- Theatrical release poster
- Directed by: Greg Porper John Schimke
- Written by: Greg Porper John Schimke
- Produced by: Greg Porper
- Starring: Patty Guggenheim Kiel Kennedy Kenneth Mosley Dot-Marie Jones Ed Begley Jr.
- Production company: Pro Key Entertainment
- Distributed by: Level 33 Entertainment
- Release dates: October 27, 2023 (Austin Film Festival); June 20, 2025 (US);
- Running time: 95 minutes
- Country: United States
- Language: English

= Don't Tell Larry =

2023 American dark comedy film

Don't Tell Larry is a 2023 American dark comedy film written and directed by Greg Porper and John Schimke. The film stars Patty Guggenheim, Kiel Kennedy, Kenneth Mosley, Dot-Marie Jones, and Ed Begley Jr.

== Plot ==

After lying to her new eccentric coworker Larry about a company party, an ambitious promotion-seeking office worker must deal with the wildly unexpected consequences. As her white lie spirals out of control, suspicions of a mysterious workplace death surface, and Susan finds herself entangled in a chaotic cover-up that pushes her ambition and morality to the edge.

== Cast ==
- Patty Guggenheim as Susan
- Kiel Kennedy as Larry
- Kenneth Mosley as Patrick
- Dot-Marie Jones as Detective Kim Hammer
- Ed Begley Jr. as Bruce Waters

== Production ==

The film was shot in and around the Dallas/Fort Worth metro area, with scenes set in the Upper Midwest. Porper and Schimke scouted dozens of office buildings before selecting a vacant mid-rise in Hurst, Texas, formerly occupied by an architecture firm. The space had “disassembled cubicles, broken furniture, and a floor lined with decades-old binders and dot-matrix printers.” The filmmakers rented it for two months, spending nearly four weeks cleaning it out and converting it into a functioning film set.

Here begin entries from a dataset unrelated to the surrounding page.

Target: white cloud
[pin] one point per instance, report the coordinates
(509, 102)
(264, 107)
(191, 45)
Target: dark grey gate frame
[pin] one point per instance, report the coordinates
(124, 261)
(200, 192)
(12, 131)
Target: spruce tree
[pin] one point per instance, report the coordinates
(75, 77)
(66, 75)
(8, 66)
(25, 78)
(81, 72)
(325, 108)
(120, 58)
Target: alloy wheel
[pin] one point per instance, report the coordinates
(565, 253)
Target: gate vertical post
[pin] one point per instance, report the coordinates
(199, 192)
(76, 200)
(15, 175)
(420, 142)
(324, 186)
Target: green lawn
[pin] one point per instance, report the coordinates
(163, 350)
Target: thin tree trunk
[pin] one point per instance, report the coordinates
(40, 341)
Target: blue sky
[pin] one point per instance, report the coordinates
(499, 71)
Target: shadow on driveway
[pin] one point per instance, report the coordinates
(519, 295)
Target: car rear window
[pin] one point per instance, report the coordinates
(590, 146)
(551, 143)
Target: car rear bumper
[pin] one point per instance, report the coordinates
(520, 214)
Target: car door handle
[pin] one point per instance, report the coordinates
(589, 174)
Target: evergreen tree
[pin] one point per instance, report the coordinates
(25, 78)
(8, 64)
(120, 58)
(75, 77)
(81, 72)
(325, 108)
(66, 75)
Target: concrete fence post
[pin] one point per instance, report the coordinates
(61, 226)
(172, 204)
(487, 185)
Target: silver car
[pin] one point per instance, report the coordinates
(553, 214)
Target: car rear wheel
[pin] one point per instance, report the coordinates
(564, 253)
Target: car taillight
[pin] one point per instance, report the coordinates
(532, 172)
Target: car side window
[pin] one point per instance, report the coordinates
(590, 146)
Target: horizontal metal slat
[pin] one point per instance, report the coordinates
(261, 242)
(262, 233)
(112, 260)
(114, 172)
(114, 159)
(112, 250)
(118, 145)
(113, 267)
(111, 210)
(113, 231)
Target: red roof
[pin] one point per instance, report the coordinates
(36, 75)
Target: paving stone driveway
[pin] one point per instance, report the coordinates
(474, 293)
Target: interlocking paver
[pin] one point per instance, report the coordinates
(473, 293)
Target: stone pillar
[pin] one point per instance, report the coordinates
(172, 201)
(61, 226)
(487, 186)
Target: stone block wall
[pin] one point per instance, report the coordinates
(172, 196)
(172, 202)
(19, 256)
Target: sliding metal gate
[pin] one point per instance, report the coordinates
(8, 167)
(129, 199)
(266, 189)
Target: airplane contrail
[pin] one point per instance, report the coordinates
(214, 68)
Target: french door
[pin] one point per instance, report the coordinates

The film began as a web series and was developed into a feature during the COVID-19 pandemic, partially funded by the filmmakers selling off personal assets.

== Release ==

Don't Tell Larry had its world premiere at the 2023 Austin Film Festival, where its script had previously advanced to the Second Round in the 2020 competition. It was released in select theaters as part of a day/date release in the United States on June 20, 2025, by Level 33 Entertainment.

== Reception ==
Writing for Film Threat, Sabina Dana Plasse called the film “a blast of fresh-air comedy” and described it as “loaded with laughs, gasps, and cringes.”

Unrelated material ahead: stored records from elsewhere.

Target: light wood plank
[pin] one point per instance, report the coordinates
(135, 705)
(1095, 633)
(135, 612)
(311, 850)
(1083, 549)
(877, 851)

John Edward Betancourt of Nerds That Geek described the film as “a delightfully demented black comedy” and “a perfect comedy when all is said and done.”

Mike Patrick of Movie Jawn wrote that the film “brings a fresh perspective to the office comedy genre,” and includes “genuinely gripping moments.”

Luna Guthrie of Collider described it as “a workplace comedy that’s as bizarre as it is unpredictable,” while noting that “some pacing issues hold it back from hitting every mark.”